4. The multi-stage can necking machine as recited in claim 3, wherein the distal end is hexagonally shaped.

5. The multi-stage can necking machine as recited in claim 1, wherein the handle is removably connected to the shaft.

6. The multi-stage can necking machine as recited in claim 1, wherein the handle is configured to rotate the winder shaft in only one direction of rotation.

7. The multi-stage can necking machine as recited in claim 6, wherein the direction of rotation is adjustable.

8. The multi-stage can necking machine as recited in claim 7, wherein the handle comprises a ratchet.

9. The multi-stage can necking machine as recited in claim 1, further comprising a plurality of motors distributed among the operation stages, and a second winder shaft connected to a second one of the plurality of motors.

10. The multi-stage can necking machine as recited in claim 1, wherein the support includes a pedestal disposed at a front end of the support, an upright support disposed at a rear end of the support, and a base connecting the pedestal and upright support, wherein the winder shaft extends through the upright support.

11. The multi-stage can necking machine as recited in claim 9, wherein the shaft extends forward from the motor and terminates at a distal end disposed forward of the pedestal.

12. A multi-stage can necking machine comprising:

a plurality of operation stages, each operation stage including a main turret shaft, a transfer starwheel shaft, wherein the turret shaft and the starwheel shaft project forward from a front end of a support; wherein each shaft includes a gear, and the gears of each operation stage are in meshed communication to form a continuous gear train;

a plurality of motors that are distributed among the operation stages and coupled to the gear train, such that each of the motors transmits power to the gear train; and

at least one winder assembly including a winder shaft operably coupled to the gear train and extending forward from the support, whereby the winder shaft can be actuated to rotate the shafts of the plurality of operation stages via the gears to a desired angular position.

13. The multi-stage can necking machine as recited in claim 12, wherein the winder assembly further comprises a winder handle rotatably coupled to the shaft, whereby the handle can be manually actuated to rotate the shafts of the plurality of operation stages to a desired angular position.

14. The multi-stage can necking machine as recited in claim 12, wherein the winder shaft is coupled to one of the plurality of motors.

15. The multi-stage can necking machine as recited in claim 14, further comprising a plurality of winder assemblies, wherein each winder shaft of each winder assembly is coupled to a different one of the plurality of motors, such that any of the winder assemblies can be manually actuated to rotate the shafts of the plurality of operation stages.

16. The multi-stage can necking machine as recited in claim 15, wherein each of the plurality of motors is coupled to one of the winder shafts.

17. The multi-stage can necking machine as recited in claim 13, wherein the handle is connected to a distal end of the shaft, and the distal end is hexagonally shaped.

18. The multi-stage can necking machine as recited in claim 13, wherein the handle is configured to rotate the winder shaft in only one direction.

19. The multi-stage can necking machine as recited in claim 13, wherein the handle comprises a ratchet that is removably connected to the winder shaft.

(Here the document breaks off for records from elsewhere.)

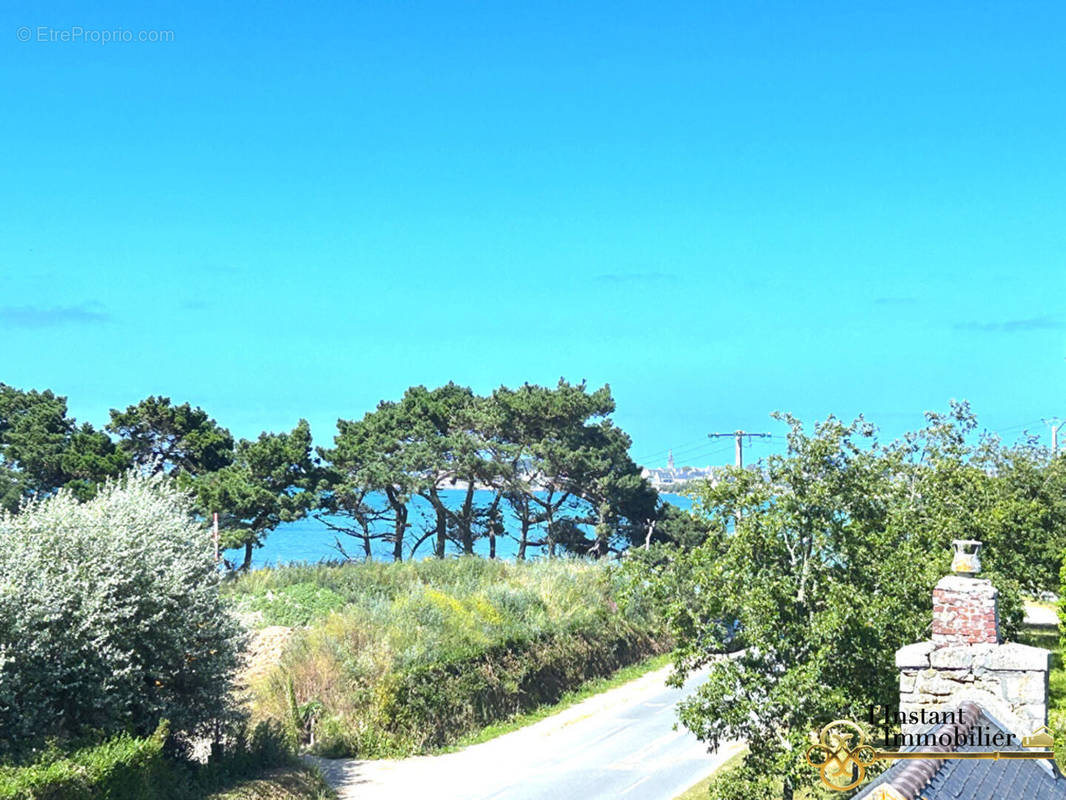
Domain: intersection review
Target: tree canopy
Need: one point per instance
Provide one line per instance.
(172, 438)
(820, 562)
(43, 449)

20. A method of operating a multi-stage can necking machine of the type including a plurality of operation stages, each operation stage including at least one rotating shaft projecting forward from a front end of a support; wherein each shaft includes a gear, and the gears of each operation stage are in meshed communication to form a continuous gear train, at least one motor coupled to the gear train and operable to transmit power to the gear train; and a winder shaft operably coupled to the gear train and extending forward from the support, the method comprising the steps of:

attaching a handle to the shaft so that the handle is rotatably coupled to the shaft; and

manually rotating the handle such that the at least one rotating shaft of each operation stage rotates with the handle.